あなた和漢化粧水連用で皮膚炎悪化し通院増える
和漢植物エキス化粧水には、甘草(グリチルリチン酸)、ドクダミ、ヨモギ、シャクヤクなど複数の植物成分が配合されます。抗炎症作用や抗酸化作用が期待される一方、単一成分ではなく混合系である点が重要です。ここが臨床的な盲点です。
例えばグリチルリチン酸はステロイド様作用を持ち、軽度炎症には有効ですが、濃度や併用成分により刺激性が変わります。つまり成分単体評価では不十分です。
さらに抽出溶媒がエタノールの場合、角層バリアを一時的に破壊し浸透性が上がる反面、刺激リスクも増加します。濃度依存性が強いです。
臨床的には「複数成分+抽出条件」で評価する必要があります。結論は配合全体で判断です。
「天然=低刺激」という認識は医療従事者でも根強いですが、接触皮膚炎の報告は実際に存在します。特にキク科(ヨモギなど)はアレルゲンとして知られています。意外ですね。
日本皮膚科学会の接触皮膚炎データでも、植物由来成分による陽性率は一定割合で報告されています。約5〜10%程度の症例で反応が見られることもあります。つまり無視できません。
短期使用では問題なくても、連用で感作されるケースがあります。これが厄介です。
慢性的な軽い赤みや痒みが続く場合、和漢化粧水が原因の可能性も考慮すべきです。見逃しやすいです。
参考:植物成分による接触皮膚炎の基礎
https://www.dermatol.or.jp/
保湿という観点では、和漢エキス自体は主役ではなく「補助成分」です。主な保湿はグリセリンやヒアルロン酸です。ここがポイントです。
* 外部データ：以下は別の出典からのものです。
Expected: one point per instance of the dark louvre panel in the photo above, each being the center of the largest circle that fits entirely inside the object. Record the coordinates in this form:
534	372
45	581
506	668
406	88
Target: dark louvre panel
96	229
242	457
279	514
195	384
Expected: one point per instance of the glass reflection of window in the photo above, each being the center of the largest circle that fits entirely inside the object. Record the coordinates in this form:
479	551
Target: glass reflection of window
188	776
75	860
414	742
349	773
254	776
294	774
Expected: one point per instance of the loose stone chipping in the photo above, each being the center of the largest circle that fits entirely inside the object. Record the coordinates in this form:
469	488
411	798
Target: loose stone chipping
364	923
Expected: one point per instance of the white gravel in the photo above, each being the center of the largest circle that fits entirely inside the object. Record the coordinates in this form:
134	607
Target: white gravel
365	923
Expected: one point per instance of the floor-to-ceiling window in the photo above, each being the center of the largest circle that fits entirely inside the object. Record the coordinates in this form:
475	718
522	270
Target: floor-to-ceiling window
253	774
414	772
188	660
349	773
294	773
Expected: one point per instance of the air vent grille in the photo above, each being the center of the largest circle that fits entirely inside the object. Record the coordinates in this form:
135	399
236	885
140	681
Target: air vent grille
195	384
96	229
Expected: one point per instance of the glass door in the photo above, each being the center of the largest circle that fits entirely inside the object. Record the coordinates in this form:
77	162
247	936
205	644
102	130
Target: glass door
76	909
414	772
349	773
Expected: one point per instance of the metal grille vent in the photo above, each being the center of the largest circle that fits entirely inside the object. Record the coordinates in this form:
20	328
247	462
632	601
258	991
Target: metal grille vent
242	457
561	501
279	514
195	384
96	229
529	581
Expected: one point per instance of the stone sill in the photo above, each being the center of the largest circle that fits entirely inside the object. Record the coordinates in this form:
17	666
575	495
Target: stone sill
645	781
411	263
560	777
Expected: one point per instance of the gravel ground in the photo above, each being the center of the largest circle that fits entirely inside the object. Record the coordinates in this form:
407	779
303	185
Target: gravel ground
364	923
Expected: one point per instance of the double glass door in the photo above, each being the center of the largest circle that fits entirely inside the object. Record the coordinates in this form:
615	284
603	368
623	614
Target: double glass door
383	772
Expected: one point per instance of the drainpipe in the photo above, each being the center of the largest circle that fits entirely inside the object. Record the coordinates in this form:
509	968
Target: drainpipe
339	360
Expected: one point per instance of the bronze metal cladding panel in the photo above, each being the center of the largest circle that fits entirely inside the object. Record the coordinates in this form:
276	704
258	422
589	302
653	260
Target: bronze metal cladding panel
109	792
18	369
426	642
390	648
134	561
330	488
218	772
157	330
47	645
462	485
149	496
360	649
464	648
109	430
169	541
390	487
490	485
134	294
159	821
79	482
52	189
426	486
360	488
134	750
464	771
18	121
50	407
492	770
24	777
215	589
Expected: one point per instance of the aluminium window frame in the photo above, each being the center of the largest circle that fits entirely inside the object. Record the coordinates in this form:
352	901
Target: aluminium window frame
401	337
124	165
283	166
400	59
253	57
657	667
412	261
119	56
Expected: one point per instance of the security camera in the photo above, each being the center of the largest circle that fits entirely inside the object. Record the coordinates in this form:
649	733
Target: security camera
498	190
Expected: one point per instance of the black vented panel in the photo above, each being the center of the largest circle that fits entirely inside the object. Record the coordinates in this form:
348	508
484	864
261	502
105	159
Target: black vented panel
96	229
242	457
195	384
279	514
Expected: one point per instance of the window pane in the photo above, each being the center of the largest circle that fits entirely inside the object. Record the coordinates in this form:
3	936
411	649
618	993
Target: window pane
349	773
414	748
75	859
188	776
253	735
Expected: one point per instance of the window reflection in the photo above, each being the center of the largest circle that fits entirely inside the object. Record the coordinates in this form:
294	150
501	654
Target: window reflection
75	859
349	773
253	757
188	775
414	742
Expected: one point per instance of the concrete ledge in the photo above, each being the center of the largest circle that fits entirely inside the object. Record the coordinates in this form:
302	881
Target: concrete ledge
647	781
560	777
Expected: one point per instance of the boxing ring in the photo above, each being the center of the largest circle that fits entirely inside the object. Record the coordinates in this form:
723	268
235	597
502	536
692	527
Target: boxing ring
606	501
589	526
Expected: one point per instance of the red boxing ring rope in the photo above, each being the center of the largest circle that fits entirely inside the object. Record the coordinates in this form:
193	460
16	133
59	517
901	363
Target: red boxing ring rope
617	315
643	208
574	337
植物エキスは抗炎症や血流改善に寄与することはありますが、水分保持能そのものは限定的です。つまり保湿目的ならベース処方が重要です。
またアルコール含有量が高い製品では、一時的な清涼感の後に経表皮水分蒸散(TEWL)が増加することがあります。これは乾燥悪化要因です。
保湿目的で選ぶなら「アルコール低含有+高保湿基剤」を確認するだけでOKです。
市販製品では「和漢」「漢方」の表記があっても、配合量は微量であるケースが多いです。広告表現に注意が必要です。
成分表示は配合量順に記載されるため、後半にある場合は含有量が少ないと推測できます。ここを見ます。
また「医薬部外品」と「化粧品」の違いも重要です。有効成分として認可されているかが異なります。これは制度の話です。
誤った選択を避ける場面では、目的(炎症抑制か保湿か)を明確にし、1製品に絞って確認するのが効率的です。つまり用途優先です。
外用ステロイドやレチノイドとの併用時、和漢エキスの刺激が増幅されるケースがあります。特に角層が薄い状態では顕著です。ここが危険です。
例えばレチノイド使用中はバリア機能が低下しており、通常なら問題ない濃度でも刺激を感じやすくなります。患者指導で抜けやすい点です。
さらに美容医療(ピーリングやレーザー)後の使用では、植物成分でも炎症遷延の原因になることがあります。術後管理で差が出ます。
併用リスクを回避する場面では、「施術後や治療中は一時中止」を徹底することが重要で、具体的には施術後1週間は使用を控えると安全です。これが条件です。